Lucas 13:10-21
Vandaag lezen we een paradijsverhaal. Zo op het eerste gezicht zou je dat niet zeggen. Het gedeelte dat we uit het Evangelie van Lucas lezen gaat toch over een genezing en twee kleine gelijkenissen. Daartussen staat dan nog een soort discussie en een ruzie. Maar toch is het verhaal opgeschreven als een paradijsverhaal. Dat begint al met de opmerking dat Jezus van Nazareth zat te onderwijzen in de Synagoge. Wij kennen toch de meeste verhalen over zijn leren als hij in de buitenlucht staat. De bergrede is een voorbeeld, er is ook een veldrede. Hij stond een keer in een schip met alle toehoorders op de wal. En hij gaat dan ook wel naar de synagoge maar onderwijzen in de synagoge is toch iets bijzonders. Toch was het het ideaal van de Farizeeën, iedereen moest meedoen en op de Sabbath ging het om de Wet van God van Israël. Iedereen moest daarin studeren en daarover mee kunnen praten.

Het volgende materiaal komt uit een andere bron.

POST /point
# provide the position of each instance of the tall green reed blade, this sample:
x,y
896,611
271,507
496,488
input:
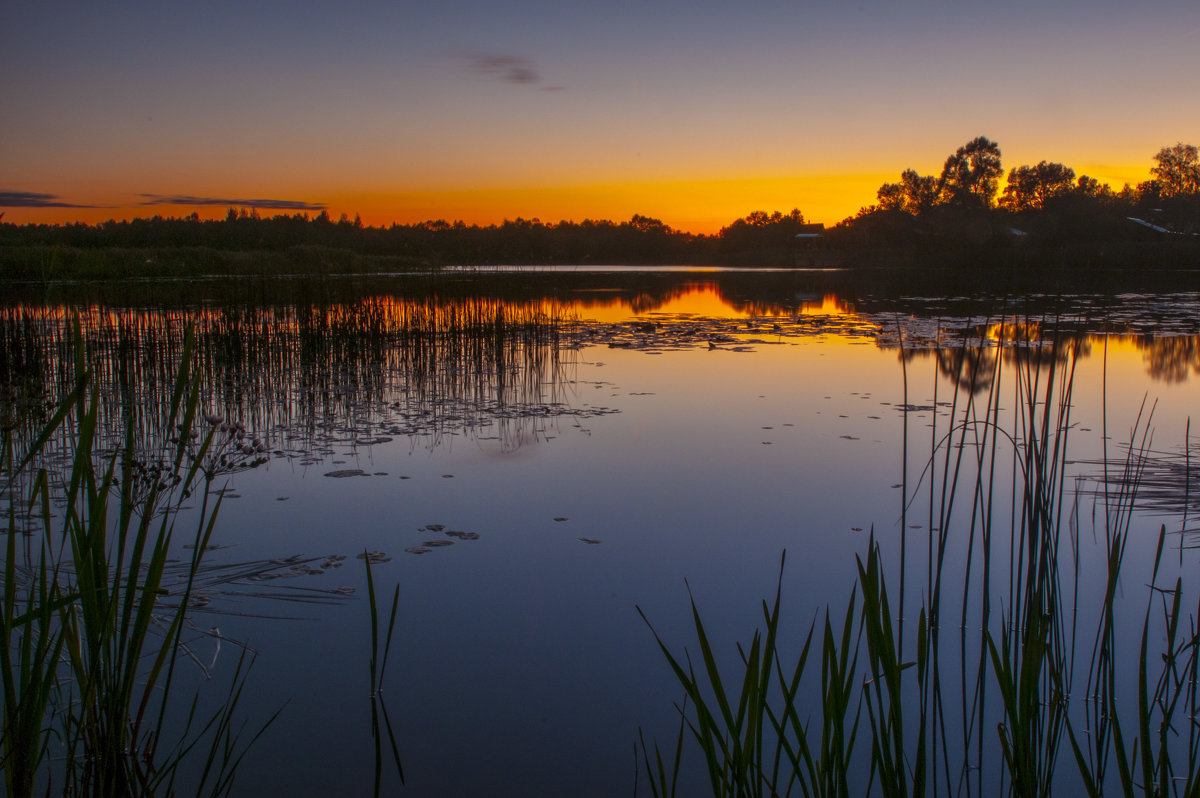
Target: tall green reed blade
x,y
378,666
1147,765
729,726
87,664
899,767
663,785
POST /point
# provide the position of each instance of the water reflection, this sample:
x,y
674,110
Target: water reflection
x,y
426,366
382,371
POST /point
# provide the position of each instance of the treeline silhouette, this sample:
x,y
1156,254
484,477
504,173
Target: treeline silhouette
x,y
1041,204
960,210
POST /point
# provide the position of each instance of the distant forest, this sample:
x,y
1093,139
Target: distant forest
x,y
1044,210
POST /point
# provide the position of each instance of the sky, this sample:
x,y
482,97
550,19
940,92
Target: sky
x,y
694,112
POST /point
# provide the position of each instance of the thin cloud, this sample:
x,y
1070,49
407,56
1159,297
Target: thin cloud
x,y
187,199
516,70
34,199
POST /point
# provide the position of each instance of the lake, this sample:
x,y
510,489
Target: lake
x,y
537,454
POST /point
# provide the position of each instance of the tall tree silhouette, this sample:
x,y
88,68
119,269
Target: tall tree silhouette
x,y
1177,171
1030,187
971,175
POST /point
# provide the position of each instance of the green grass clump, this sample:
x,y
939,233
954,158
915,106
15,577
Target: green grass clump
x,y
993,691
90,651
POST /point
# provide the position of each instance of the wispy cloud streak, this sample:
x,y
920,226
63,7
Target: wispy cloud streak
x,y
34,199
517,70
187,199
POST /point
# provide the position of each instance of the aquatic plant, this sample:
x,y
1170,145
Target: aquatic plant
x,y
90,649
1003,556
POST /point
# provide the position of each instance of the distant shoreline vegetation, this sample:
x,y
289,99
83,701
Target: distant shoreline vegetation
x,y
1045,216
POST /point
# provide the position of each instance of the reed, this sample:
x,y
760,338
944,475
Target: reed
x,y
381,723
1003,557
90,648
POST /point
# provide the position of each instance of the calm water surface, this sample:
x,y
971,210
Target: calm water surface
x,y
600,443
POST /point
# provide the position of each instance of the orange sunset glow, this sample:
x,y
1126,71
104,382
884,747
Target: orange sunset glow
x,y
466,112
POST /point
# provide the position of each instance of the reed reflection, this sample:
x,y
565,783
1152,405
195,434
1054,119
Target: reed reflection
x,y
303,378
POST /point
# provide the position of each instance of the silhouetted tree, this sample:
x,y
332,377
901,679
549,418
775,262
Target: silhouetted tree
x,y
1177,171
1030,187
915,193
971,175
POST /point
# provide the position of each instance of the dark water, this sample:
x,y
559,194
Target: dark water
x,y
583,443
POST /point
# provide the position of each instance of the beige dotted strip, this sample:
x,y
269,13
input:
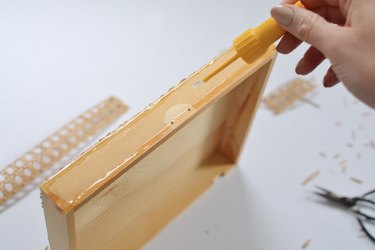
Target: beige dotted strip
x,y
285,96
31,165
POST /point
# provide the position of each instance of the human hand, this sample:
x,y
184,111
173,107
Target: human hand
x,y
343,31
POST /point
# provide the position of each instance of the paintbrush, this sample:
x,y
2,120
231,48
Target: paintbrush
x,y
253,43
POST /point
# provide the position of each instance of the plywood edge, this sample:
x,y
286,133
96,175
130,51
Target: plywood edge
x,y
120,150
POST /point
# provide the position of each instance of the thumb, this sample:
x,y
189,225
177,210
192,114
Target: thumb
x,y
305,25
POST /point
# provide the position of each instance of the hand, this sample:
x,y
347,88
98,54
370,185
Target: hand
x,y
343,31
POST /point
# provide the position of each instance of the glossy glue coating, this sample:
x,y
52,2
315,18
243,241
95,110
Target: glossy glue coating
x,y
253,43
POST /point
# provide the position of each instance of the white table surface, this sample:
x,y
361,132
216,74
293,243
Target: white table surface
x,y
58,58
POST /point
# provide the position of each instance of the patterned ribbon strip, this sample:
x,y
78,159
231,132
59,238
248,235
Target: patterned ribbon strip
x,y
50,151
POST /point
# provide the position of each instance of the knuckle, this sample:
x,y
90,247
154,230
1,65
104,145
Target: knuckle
x,y
307,27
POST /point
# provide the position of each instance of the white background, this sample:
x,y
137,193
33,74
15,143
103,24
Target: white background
x,y
58,58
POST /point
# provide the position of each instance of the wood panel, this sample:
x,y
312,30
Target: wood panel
x,y
123,190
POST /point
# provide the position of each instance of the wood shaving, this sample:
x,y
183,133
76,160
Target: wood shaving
x,y
370,144
322,154
343,169
310,178
306,244
285,96
338,124
343,162
358,181
365,114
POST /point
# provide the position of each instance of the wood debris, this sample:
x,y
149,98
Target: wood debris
x,y
365,114
343,162
356,180
370,144
343,169
322,154
310,178
306,244
338,124
286,95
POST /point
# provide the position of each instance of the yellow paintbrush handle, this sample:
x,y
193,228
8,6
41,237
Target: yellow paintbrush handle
x,y
253,43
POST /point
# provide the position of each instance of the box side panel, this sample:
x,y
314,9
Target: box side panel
x,y
120,150
131,210
243,109
60,226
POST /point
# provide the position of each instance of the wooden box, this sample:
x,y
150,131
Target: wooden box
x,y
128,186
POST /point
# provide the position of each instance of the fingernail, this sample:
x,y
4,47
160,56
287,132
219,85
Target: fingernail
x,y
283,15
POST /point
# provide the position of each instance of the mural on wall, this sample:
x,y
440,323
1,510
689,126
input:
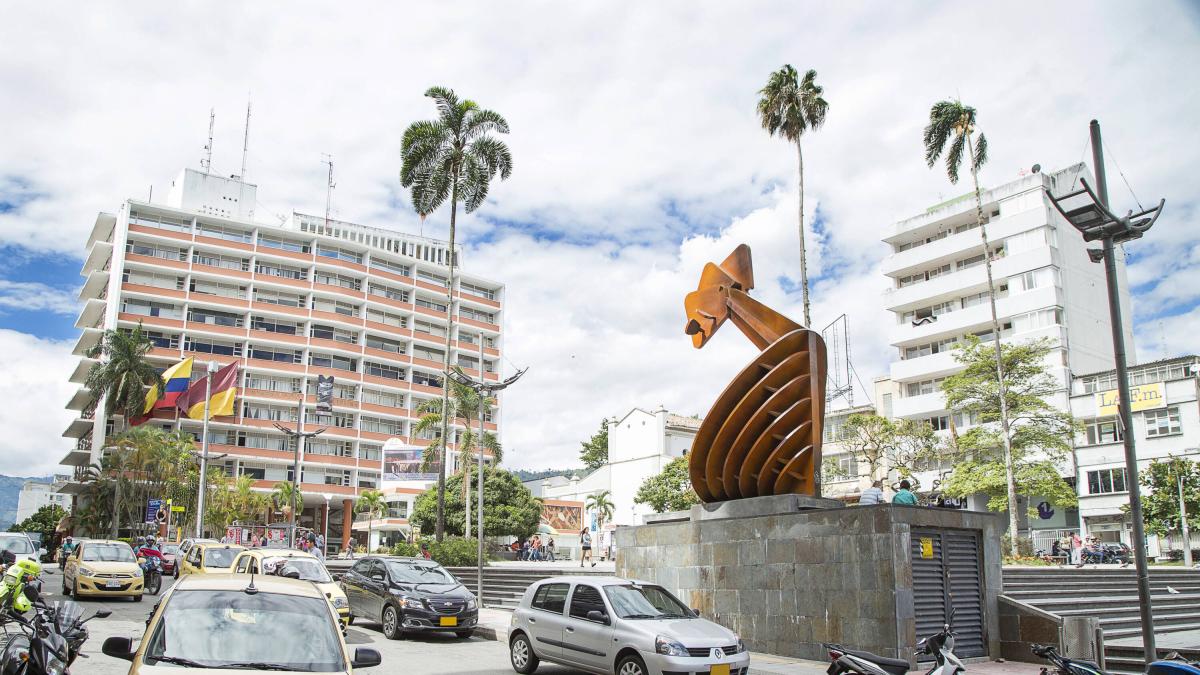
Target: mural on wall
x,y
563,518
762,436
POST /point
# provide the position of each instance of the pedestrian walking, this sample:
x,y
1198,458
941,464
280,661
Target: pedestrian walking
x,y
586,545
904,495
873,495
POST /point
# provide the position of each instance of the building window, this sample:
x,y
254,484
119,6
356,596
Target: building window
x,y
1103,431
1163,422
1105,481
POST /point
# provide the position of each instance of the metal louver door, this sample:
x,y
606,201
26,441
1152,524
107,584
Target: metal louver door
x,y
946,575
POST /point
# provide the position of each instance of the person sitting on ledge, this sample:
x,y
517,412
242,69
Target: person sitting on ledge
x,y
904,495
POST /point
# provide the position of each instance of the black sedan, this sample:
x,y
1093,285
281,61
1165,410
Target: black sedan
x,y
409,595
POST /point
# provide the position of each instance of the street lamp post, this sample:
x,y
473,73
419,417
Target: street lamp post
x,y
484,388
1095,221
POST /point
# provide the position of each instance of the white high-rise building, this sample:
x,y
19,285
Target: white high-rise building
x,y
1047,287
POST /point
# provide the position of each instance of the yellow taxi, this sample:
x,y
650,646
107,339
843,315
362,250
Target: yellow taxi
x,y
102,568
237,623
208,557
297,565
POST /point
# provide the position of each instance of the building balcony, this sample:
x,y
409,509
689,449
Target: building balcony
x,y
963,282
964,244
924,405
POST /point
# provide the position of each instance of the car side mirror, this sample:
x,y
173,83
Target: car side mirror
x,y
365,657
118,647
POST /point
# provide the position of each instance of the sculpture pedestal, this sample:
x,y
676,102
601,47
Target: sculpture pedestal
x,y
790,572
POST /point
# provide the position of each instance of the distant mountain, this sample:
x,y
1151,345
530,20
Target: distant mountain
x,y
10,491
526,475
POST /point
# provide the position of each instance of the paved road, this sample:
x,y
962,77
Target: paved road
x,y
421,656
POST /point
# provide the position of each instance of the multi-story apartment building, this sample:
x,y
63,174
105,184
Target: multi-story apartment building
x,y
1165,398
1047,287
287,302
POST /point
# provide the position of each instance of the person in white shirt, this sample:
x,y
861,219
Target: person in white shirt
x,y
873,495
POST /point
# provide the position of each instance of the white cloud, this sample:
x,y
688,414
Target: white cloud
x,y
34,388
637,151
30,296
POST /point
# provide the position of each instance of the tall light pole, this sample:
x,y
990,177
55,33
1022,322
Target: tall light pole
x,y
484,388
1096,221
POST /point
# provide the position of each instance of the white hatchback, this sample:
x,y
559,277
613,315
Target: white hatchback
x,y
615,626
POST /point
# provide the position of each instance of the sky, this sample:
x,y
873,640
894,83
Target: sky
x,y
637,159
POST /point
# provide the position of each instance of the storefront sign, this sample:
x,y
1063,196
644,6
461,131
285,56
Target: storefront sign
x,y
1144,396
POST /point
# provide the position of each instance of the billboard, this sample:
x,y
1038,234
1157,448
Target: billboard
x,y
403,463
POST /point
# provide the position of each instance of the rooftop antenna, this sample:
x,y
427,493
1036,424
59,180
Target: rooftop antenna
x,y
245,143
207,162
329,185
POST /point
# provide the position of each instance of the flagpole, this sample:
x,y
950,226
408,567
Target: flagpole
x,y
204,452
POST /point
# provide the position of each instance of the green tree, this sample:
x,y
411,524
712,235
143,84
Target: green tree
x,y
887,446
372,503
954,124
789,107
1161,500
670,489
601,503
509,508
1038,437
123,374
453,156
594,452
45,521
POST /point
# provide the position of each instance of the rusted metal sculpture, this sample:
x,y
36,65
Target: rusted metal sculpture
x,y
762,436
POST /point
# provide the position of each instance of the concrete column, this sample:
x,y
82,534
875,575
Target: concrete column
x,y
347,521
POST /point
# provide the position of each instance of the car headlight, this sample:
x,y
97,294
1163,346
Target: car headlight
x,y
667,646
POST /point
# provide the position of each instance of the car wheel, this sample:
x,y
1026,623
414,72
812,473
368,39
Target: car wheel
x,y
521,655
631,664
390,623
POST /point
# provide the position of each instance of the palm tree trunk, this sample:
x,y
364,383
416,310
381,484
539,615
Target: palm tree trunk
x,y
1009,478
445,378
804,262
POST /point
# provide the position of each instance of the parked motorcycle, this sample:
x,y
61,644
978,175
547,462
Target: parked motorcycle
x,y
151,574
939,645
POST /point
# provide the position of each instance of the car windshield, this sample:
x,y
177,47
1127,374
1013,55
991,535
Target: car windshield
x,y
108,553
419,573
18,544
307,568
645,602
232,628
220,557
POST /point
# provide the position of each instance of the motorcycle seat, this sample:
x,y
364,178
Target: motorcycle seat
x,y
899,667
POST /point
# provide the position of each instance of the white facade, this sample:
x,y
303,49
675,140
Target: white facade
x,y
1047,287
1165,424
640,444
35,495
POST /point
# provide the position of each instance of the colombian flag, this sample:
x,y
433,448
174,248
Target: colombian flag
x,y
225,390
173,382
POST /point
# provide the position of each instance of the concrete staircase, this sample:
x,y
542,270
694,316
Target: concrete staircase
x,y
504,585
1111,596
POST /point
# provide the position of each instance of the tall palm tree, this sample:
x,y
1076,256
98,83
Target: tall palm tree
x,y
954,124
789,107
453,156
372,503
123,374
601,503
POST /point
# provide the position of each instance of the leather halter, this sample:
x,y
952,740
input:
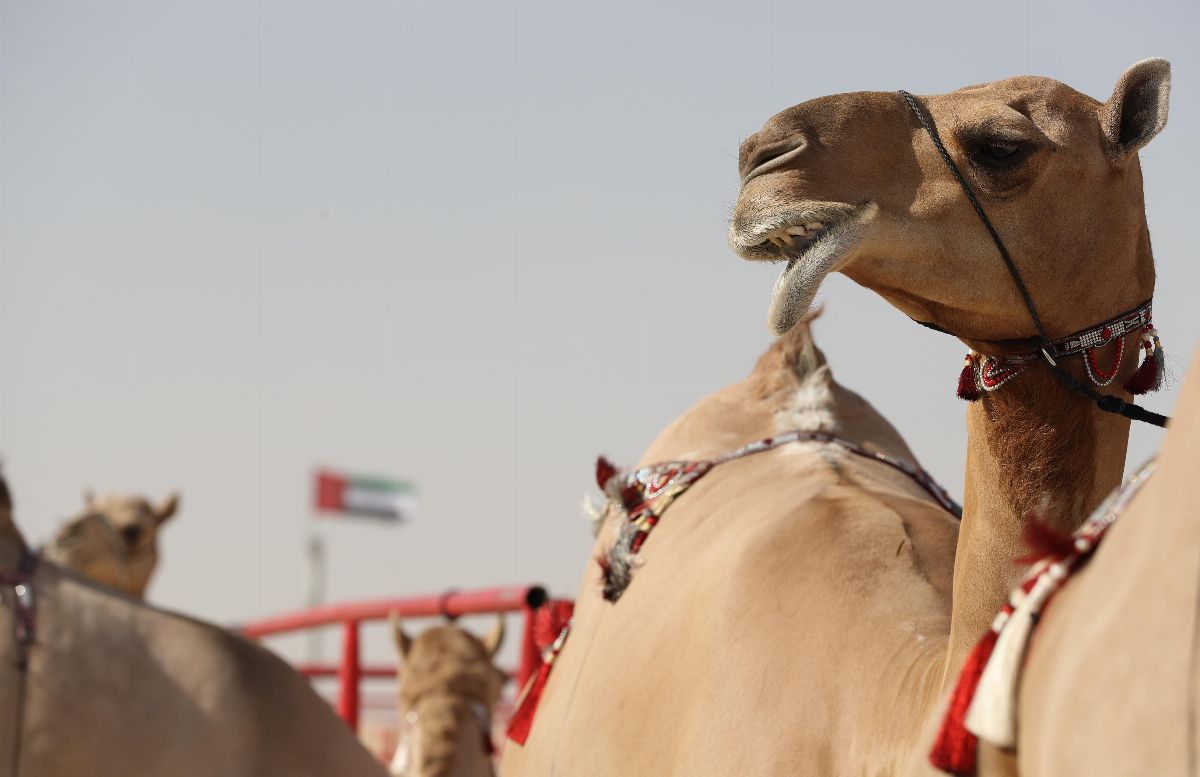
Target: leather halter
x,y
24,628
1108,403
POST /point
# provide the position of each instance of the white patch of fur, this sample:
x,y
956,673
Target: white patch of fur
x,y
810,408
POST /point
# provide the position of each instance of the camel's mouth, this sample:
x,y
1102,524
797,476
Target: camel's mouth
x,y
813,239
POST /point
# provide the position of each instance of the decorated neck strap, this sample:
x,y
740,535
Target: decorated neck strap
x,y
983,373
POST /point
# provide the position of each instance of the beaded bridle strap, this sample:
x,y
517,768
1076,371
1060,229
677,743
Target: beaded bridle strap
x,y
983,373
642,494
1047,348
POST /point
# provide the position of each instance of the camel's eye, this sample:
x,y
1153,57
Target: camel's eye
x,y
131,534
999,152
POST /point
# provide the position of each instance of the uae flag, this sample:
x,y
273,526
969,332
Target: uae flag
x,y
373,497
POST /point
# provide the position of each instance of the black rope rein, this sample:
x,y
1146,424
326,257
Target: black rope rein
x,y
1105,402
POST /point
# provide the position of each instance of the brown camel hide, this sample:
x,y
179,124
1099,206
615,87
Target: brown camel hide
x,y
114,541
448,687
852,184
765,588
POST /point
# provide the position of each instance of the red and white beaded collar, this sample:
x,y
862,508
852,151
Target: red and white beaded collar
x,y
983,373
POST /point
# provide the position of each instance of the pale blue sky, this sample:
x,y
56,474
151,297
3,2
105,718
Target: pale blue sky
x,y
471,244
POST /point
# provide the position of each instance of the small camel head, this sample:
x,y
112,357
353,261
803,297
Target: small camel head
x,y
852,184
448,686
114,541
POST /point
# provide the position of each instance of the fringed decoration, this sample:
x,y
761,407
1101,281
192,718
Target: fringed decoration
x,y
605,471
993,712
969,385
522,717
1150,374
954,750
527,705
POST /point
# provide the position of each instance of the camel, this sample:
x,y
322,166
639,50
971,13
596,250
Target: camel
x,y
114,541
852,184
771,566
1128,616
1107,682
117,687
1059,174
448,688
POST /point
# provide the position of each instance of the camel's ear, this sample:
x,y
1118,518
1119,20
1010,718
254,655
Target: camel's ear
x,y
403,642
495,637
167,509
1137,110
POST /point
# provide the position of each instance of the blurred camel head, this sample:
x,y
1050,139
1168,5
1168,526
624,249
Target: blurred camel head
x,y
114,541
448,687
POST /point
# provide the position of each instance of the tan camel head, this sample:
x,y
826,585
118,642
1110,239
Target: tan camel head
x,y
447,691
114,541
852,184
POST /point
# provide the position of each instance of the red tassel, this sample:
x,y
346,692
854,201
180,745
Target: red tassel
x,y
954,750
969,390
522,717
1149,375
605,471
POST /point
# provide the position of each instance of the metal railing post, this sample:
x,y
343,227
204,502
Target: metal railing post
x,y
348,676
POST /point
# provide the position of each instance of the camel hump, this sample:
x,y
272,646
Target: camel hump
x,y
791,359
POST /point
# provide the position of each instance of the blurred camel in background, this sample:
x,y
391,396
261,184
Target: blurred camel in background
x,y
94,682
114,541
448,686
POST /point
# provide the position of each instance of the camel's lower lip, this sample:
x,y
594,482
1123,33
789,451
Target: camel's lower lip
x,y
831,232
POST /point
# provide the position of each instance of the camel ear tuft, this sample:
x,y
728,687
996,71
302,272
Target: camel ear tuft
x,y
1137,110
167,509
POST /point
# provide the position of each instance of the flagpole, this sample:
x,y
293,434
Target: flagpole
x,y
315,596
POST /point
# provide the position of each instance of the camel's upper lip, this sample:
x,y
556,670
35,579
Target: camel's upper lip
x,y
787,235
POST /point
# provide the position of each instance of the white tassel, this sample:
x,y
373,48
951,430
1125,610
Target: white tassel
x,y
993,714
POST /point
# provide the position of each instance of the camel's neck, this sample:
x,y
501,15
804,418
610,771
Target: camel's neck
x,y
1035,453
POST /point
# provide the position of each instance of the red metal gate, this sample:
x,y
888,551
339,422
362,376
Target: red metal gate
x,y
528,600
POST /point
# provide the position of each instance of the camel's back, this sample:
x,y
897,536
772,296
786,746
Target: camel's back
x,y
773,584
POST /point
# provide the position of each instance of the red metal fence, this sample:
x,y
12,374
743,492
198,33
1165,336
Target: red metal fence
x,y
528,600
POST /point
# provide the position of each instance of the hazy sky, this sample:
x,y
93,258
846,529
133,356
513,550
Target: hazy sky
x,y
469,244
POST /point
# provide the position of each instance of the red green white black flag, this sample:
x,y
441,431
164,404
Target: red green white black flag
x,y
355,495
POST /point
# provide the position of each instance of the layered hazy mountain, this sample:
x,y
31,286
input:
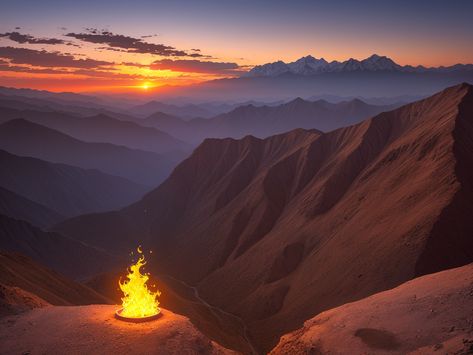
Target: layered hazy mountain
x,y
264,121
277,230
25,138
64,189
374,76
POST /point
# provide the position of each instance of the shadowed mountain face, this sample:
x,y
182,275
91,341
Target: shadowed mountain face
x,y
65,189
101,128
264,121
62,254
19,207
280,229
25,138
20,271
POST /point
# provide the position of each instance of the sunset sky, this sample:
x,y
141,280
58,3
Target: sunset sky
x,y
138,45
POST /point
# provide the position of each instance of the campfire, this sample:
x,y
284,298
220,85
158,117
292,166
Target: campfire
x,y
139,303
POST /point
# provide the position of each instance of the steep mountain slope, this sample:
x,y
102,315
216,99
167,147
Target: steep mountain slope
x,y
185,111
428,314
20,271
93,329
264,121
19,207
100,128
280,229
25,138
67,256
65,189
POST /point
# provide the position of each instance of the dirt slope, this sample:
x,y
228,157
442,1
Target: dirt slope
x,y
19,271
281,229
94,330
428,315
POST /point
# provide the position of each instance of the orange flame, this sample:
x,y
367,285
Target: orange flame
x,y
138,300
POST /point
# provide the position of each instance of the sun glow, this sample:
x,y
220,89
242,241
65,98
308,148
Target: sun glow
x,y
138,300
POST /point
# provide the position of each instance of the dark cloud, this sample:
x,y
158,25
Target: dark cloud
x,y
4,66
195,66
127,43
138,65
48,59
22,38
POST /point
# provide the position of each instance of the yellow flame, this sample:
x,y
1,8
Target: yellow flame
x,y
138,300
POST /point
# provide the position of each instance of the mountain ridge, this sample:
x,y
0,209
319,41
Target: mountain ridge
x,y
309,65
258,221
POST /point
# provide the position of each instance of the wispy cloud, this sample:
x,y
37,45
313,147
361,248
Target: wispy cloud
x,y
129,44
25,38
195,66
43,58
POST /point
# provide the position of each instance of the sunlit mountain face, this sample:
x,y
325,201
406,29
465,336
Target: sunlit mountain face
x,y
236,177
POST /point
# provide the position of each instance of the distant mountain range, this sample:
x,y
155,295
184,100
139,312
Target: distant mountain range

Dat ideaal wordt ook door de eerste Christenen gedeeld. Die Sabbatsdag is een dag waarop we weer wandelen met God, een paradijsdag dus. Voor Christenen de eerste dag van de week, toen na de opstanding er weer met Christus gewandeld kon worden.In het verhaal over het Paradijs uit Genesis ging het mis toen de mensen gelijk wilden worden aan God. Veel Joden geloofden dat God toen besloot de mensen tot dieren te maken, maar dat Adam had gebeden dat niet te laten gebeuren. Die gebogen vrouw leek al een beetje op een viervoeter. Ze was net zo lang gebogen geweest als het volk Israël onderdrukt was zoals het in het boek Rechters werd beschreven. Het volk werd van die onderdrukking verlost door de rechters Ehud en Jefta. En daar komt dan de discussie. Jefta had als prijs zijn dochter moeten doden. Wat dat wat God wil? Niemand wilde daar aan en dus is de genezing het enige dat ons rest en mag daarover een feest gevierd worden.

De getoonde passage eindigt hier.